MH: As our manifesto for planning published last November puts it, the RTPI is campaigning for development control to be replaced by "development management". This involves turning what is regarded as a negative regulatory process into a positive one. People should be encouraged to recognise the positive contributions the process makes, such as creating new places and homes and distributing cash to local communities through section 106 agreements.
Planning departments are overwhelmed by their workload. Are the extra resources earmarked by government adequate to increase staffing and skills?
The Office of the Deputy Prime Minister is injecting an extra £350m over three years, and this is a welcome start. Some of this will be used to recruit more people, as we reckon the UK is short of 4000 planners, about 10–15% of the workforce, I should think. But we need to do more to attract people into the planning system. One-year postgraduate courses are now being set up that should appeal to young people, and we also hope to attract more applicants from minority groups. And to address the skills gap, we hope that more funds will be put into the system by increasing planning application fees. At present the maximum fee is only £20,000 on developments that could cost several billion. Compared with consultants' fees, which could be as much as £500,000, this is a very marginal cost. So many developers would welcome an increase in fees if it means they get a response within a reasonable time.
Planning departments are increasingly criticised for lacking Urban Design skills. How do you think this can be rectified?
For two decades, design hasn't featured in the planning system, which is wholly wrong. Planning schools and independent training agencies are now putting on urban design courses for planning officers and councillors. But we need to do more.
Would you say the RTPI wants planners to become more proactive rather than just reactive?
Yes – we planners like to think we have vision. But vision without action is hallucination, and I think we are now inheriting the consequence. So we do need to be about development. And the business of making action plans is becoming more important.
It’s bananas – and that stands for ‘Build Absolutely Nothing Anywhere Near Anyone’
Developers and architects are getting worried that the nimby tendency is growing stronger and planning committee councillors are trying to appease it by rejecting planning applications. How do you see this?
Yes, it's bananas – and that stands for "Build Absolutely Nothing Anywhere Near Anyone". The planning system is the agent for delivering government policy and, particularly in the South-east, local planning committees don't like that sort of policy. They feel they have things imposed on them without context.

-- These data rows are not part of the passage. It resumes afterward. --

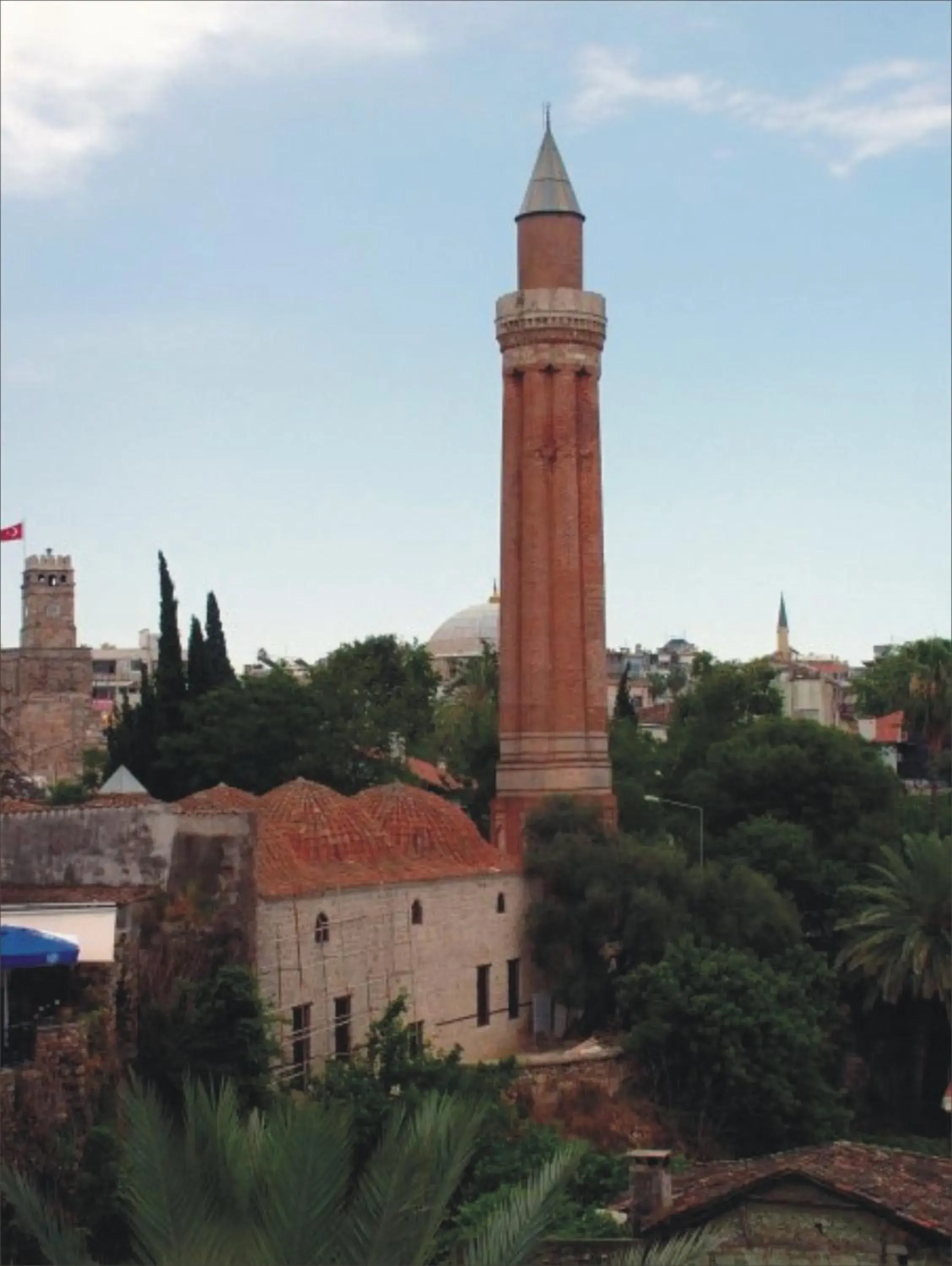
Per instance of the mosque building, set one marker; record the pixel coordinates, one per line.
(342, 903)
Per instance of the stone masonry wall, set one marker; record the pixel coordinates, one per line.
(50, 1099)
(149, 846)
(47, 708)
(374, 951)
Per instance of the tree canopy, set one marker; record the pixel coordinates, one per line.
(737, 1045)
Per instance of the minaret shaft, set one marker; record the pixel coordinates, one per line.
(554, 695)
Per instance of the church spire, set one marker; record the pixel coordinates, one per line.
(550, 190)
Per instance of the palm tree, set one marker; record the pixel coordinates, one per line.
(902, 937)
(280, 1189)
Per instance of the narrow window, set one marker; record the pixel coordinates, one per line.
(513, 965)
(342, 1027)
(483, 995)
(414, 1033)
(300, 1042)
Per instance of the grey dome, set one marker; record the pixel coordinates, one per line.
(462, 635)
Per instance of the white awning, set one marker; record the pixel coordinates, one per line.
(90, 925)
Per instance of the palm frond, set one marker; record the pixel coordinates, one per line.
(165, 1190)
(406, 1187)
(307, 1163)
(513, 1230)
(690, 1249)
(60, 1245)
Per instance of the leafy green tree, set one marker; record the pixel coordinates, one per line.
(830, 784)
(132, 737)
(611, 903)
(219, 666)
(914, 679)
(199, 674)
(468, 731)
(212, 1030)
(170, 670)
(394, 1066)
(736, 1045)
(636, 760)
(901, 939)
(625, 707)
(392, 688)
(337, 727)
(725, 698)
(283, 1187)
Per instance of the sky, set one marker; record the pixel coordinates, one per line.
(251, 254)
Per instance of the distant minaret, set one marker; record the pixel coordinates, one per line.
(552, 692)
(783, 632)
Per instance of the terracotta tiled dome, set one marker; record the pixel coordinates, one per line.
(319, 826)
(421, 825)
(219, 799)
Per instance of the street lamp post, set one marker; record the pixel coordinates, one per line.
(680, 804)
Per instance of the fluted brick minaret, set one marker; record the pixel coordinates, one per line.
(552, 708)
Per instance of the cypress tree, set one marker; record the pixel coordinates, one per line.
(170, 671)
(198, 663)
(625, 708)
(219, 668)
(145, 732)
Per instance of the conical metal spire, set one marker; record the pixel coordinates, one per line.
(550, 188)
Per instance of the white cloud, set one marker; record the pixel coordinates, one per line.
(74, 74)
(868, 113)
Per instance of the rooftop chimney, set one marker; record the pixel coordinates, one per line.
(650, 1185)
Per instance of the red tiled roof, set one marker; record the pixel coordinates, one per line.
(432, 774)
(655, 714)
(218, 799)
(827, 666)
(419, 825)
(908, 1187)
(319, 825)
(312, 840)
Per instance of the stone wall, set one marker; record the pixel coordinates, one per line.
(374, 951)
(208, 858)
(47, 708)
(52, 1101)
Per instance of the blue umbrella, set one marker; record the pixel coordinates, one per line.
(23, 947)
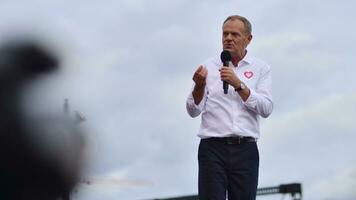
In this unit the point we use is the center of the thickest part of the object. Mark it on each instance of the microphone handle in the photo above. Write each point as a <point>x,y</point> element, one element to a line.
<point>225,84</point>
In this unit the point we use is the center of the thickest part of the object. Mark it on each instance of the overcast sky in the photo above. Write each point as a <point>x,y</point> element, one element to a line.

The spatial development strategies proposed in the current planning bill should provide this context. This should lead to a debate about why we need more more houses and other developments, and I think this will help.
How effective do you think the new planning bill going through parliament will be?
The jury's out. For a long while, we've wanted the planning system to be seriously reformed. One criticism is that the new process will be more complex than before, but we're dealing with a complex world. The driver has to be a sense of vision. And the trick for planners is to be lightfooted without getting bogged down in bureaucracy.
What new initiatives is the RTPI taking?
We are setting up a nationwide system of planning aid with an injection of £4m in government funds, and we already have 650 volunteers. Planning aid should help deliver the government agenda of community engagement. At present people don't know about the planning system until it hits them, and then it immediately becomes a confrontational issue. But planning aid should turn it into a more positive, proactive process.
Your expertise is in urban regeneration. How do you think this could be better organised?
Although we are getting better at urban regeneration, the big criticism is that there are too many one-off initiatives, and people don't buy into them. We've got to recognise that urban regeneration is not one-dimensional: it covers many economic, social and environmental issues. And people have got to be at the heart of it.